Mississippi’s recycled Christmas trees used to create fish habitats
Published 1:09 pm Wednesday, January 3, 2018
With the 2017 holiday season officially over, it’s just about time to say goodbye to O Tannenbaum — the family Christmas tree.
After the City of Oxford collects old trees around town, the U.S. Army Corps of Engineers will pick them up and store them until Habitat Day on Feb. 3, where volunteers will come together to unload the discarded trees and put them in various spots in Enid Lake to create fish habitats.
The trees are staked down to keep them in place, where they will become new spawning areas and homes for fish.
Cedar and discarded Christmas trees are used to construct fish shelters in targeted areas. The actual placement of fish shelters is accomplished by interested volunteers who donate their time and equipment. They drag the trees with ATV’s, and anchor them with concrete blocks and other weights along creek beds and other designated areas.

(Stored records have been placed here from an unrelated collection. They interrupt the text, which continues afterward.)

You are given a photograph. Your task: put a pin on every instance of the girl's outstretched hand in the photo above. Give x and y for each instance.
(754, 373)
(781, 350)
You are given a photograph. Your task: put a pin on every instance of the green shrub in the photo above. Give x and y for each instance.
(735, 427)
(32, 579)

“We anticipate using approximately 800 Christmas trees and 700 cedar trees that have been harvested for this event,” Greg Raimondo, with the U.S. Army Corps public affairs office
Restoration of the fish habitat is very important to the future fisheries at Enid Lake, according to the U.S. Army Corps of Engineers at Enid Lake’s website.

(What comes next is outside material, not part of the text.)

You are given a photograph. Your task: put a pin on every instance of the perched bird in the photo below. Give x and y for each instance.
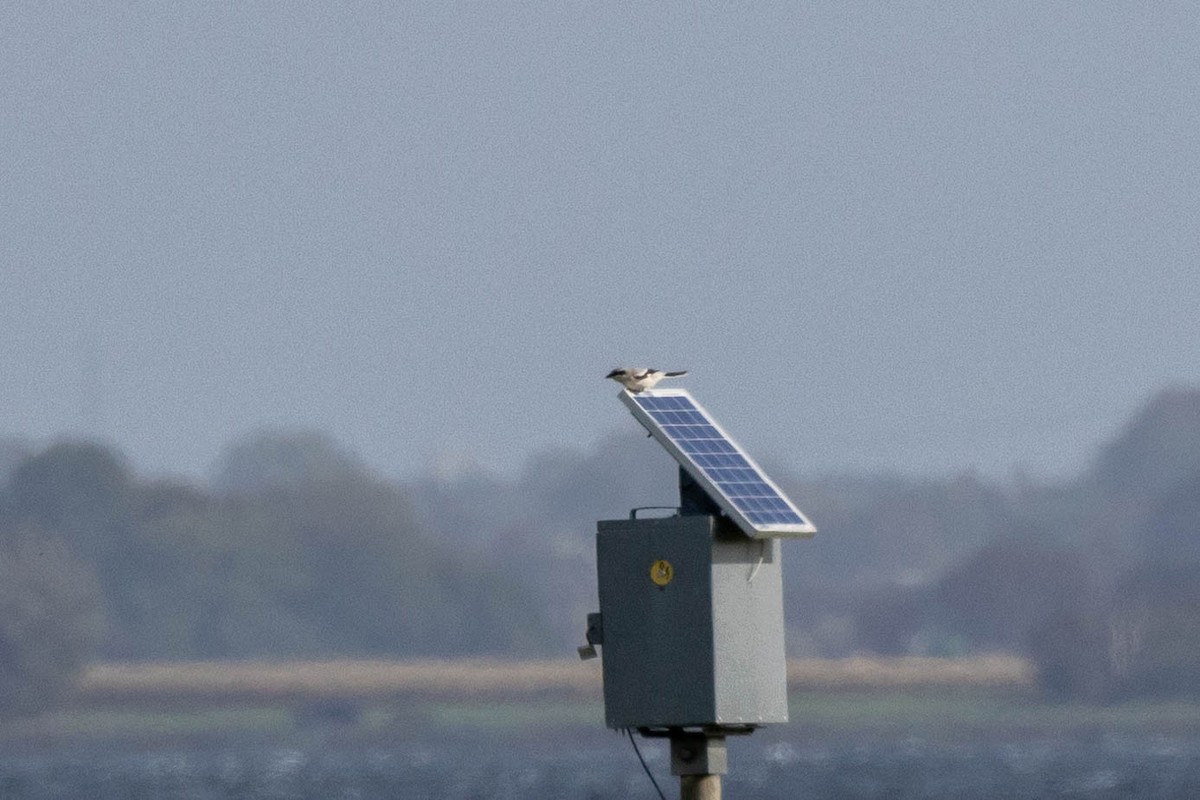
(635, 379)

Fish use these shelters for various reasons: cover, areas to feed, and for a place to spawn. Also restoring the habitat can increase the health and populations of fish.
According to studies performed by Mississippi Department of Wildlife, Fisheries, and Parks the restoration program has shown enormous benefits to the fish and habitat in Enid Lake.
For those living in the county or who want to take their trees directly to the U.S. Army Corps, Christmas trees, free of lights and decorations, can be dropped off at the boat launches. From there, volunteers and fishermen will take the trees to be used as new habitats in Enid Lake.